On Thursday, Holder stood by his Feb. 19, 2009, controversial statement, "Though this nation has proudly thought of itself as an ethnic melting pot in things racial, we have always been, and we, I believe, continue to be, in too many ways, essentially a nation of cowards."
His latest comments came during an interview with the University of Virginia's Miller Center. During the interview, the attorney general was asked if he would take back his controversial comments.
TRENDING: Jihad against Christians is due to … climate change?
"I would not take that back," he said.
Holder also argued that race relations are improving.
"We're certainly doing a lot better than we did," he said.
Noting Obama's election and his own appointment as highest-ranking law-enforcement official in the country, Holder said the U.S. is showing improvement.
He said, "The fact that you have two of us in high office is a sign of progress. We're still striving toward that more perfect union."
As WND recently reported, American Thinker commentator Russ Vaughn charged that Holder's treatment of the "Knockout Game" phenomenon is revealing the White House's racial agenda is more concerned with retribution than reconciliation.
"The Obama administration and the Holder Justice Department are deliberately disinclined to prosecute hate crimes where blacks are the perpetrators and whites are the victims," Vaughn wrote. "It is becoming increasingly disturbing that it is not just the Obama administration and the brown-nosed media that have attempted to sweep this new criminal activity under the rug, but [also] local police departments. It's happening all over the country, and not just in the major urban centers. I call this racialization of the law and criminality the Holder Effect, for it was the relatively new attorney general who famously announced that his Justice Department would side with 'his people.'"
"Unable to ignore it any longer, [the media] play it down – especially the racial aspects of it," Vaughn continues, "because that may put our black president, his black attorney general and all those black and liberal white lawyers in Holder's civil rights division in a bad light because they aren't investigating what appears to be serial hate crime.
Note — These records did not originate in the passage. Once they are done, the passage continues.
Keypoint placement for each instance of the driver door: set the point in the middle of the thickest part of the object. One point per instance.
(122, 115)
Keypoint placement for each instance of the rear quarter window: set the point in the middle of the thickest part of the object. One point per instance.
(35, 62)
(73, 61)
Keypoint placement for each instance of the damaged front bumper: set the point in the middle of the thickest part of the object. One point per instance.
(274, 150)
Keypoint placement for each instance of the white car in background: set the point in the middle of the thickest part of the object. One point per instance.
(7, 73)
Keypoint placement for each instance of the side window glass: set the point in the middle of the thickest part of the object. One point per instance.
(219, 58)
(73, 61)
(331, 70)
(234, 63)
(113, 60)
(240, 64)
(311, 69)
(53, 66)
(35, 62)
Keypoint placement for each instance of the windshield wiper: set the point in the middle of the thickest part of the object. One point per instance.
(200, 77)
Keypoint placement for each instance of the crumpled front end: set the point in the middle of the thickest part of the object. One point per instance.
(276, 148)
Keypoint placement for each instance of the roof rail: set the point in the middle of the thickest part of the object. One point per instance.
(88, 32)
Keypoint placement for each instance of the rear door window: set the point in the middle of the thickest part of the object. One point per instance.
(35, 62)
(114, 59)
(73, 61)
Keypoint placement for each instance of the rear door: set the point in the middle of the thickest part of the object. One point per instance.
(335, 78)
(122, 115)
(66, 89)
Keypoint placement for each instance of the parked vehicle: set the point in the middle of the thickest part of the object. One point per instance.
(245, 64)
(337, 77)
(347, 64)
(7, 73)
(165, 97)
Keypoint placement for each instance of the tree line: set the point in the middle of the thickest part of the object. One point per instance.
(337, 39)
"Which of course is true;" Vaughn writes, "our president is silent on what is a matter of growing public concern primarily among white Americans, who constitute, to date, all but one of the victims of this criminal game."
As WND reported, Holder's DOJ actually has acted upon the Knockout Game, bringing up hate-crime charges in only one case: that of Conrad Alvin Barrett of Katy, Texas, a white man who targeted a black victim in December.
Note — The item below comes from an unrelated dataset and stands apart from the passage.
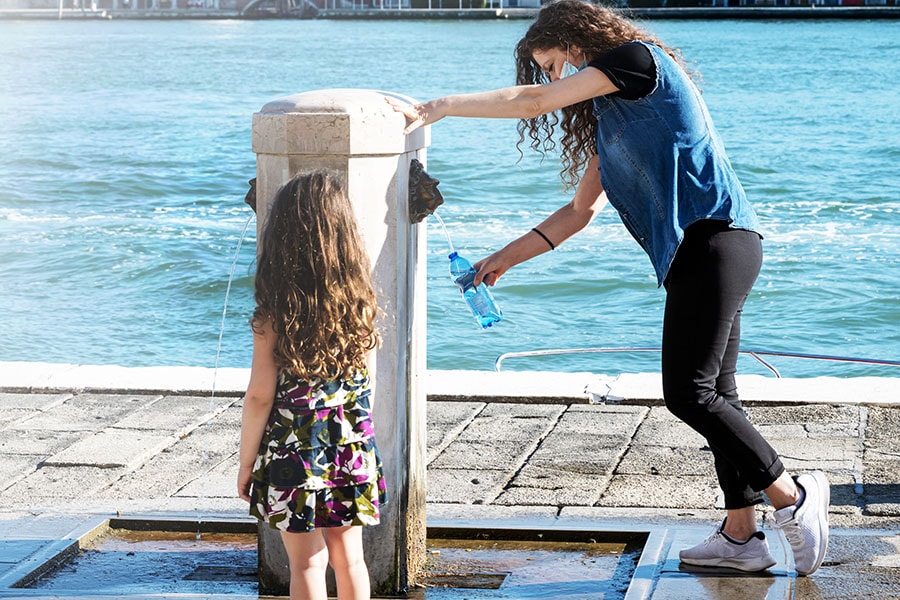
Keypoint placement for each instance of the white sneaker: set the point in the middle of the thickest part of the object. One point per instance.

WND also reported that journalist and author Jack Cashill, whose latest book, "If I Had a Son: Race, Guns, and the Railroading of George Zimmerman," covered the racially charged George Zimmerman case, argued that the Department of Justice has taken a troubling direction under Obama and Attorney General Eric Holder.
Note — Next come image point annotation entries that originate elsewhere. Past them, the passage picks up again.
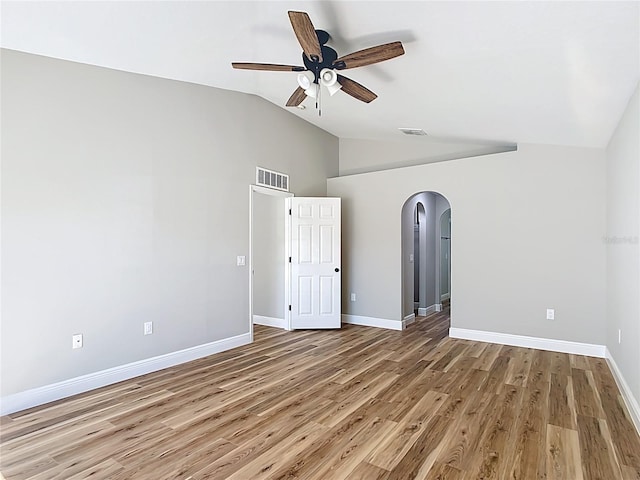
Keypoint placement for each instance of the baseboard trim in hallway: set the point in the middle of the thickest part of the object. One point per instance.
(562, 346)
(66, 388)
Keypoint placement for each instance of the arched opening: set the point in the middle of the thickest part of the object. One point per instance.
(426, 257)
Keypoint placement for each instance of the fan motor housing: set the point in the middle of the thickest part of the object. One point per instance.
(329, 56)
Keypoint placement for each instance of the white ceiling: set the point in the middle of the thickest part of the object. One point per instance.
(505, 72)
The department has indicated it may go after Zimmerman with federal civil rights charges.
Besides the Zimmerman case, Cashill cited the Knockout Game and another recent high-profile case the DOJ is pursuing that supports the notion officials are taking a polarized and racial bias in what cases they decide to prosecute.
"Eric Holder is now demanding that schools stop racial profiling students when it comes to punishment," Cashill noted. "The absurdity is that administrators are already bending over backward to not appear racist in their punishments. When it came to the Knockout Game, the federal government decided to prosecute only the white guy who knocked out the black guy as a hate crime and ignored a thousand cases that were contrary to that."
And only a week ago, Holder promised the Justice Department soon will issue new rules widening the definition of racial profiling.
As for any accusations of Holder being a divisive figure?
"I don't apologize for any of the things we've done," Holder said Thursday. "If I've been a lightning rod, I've been a lightning rod of positive change."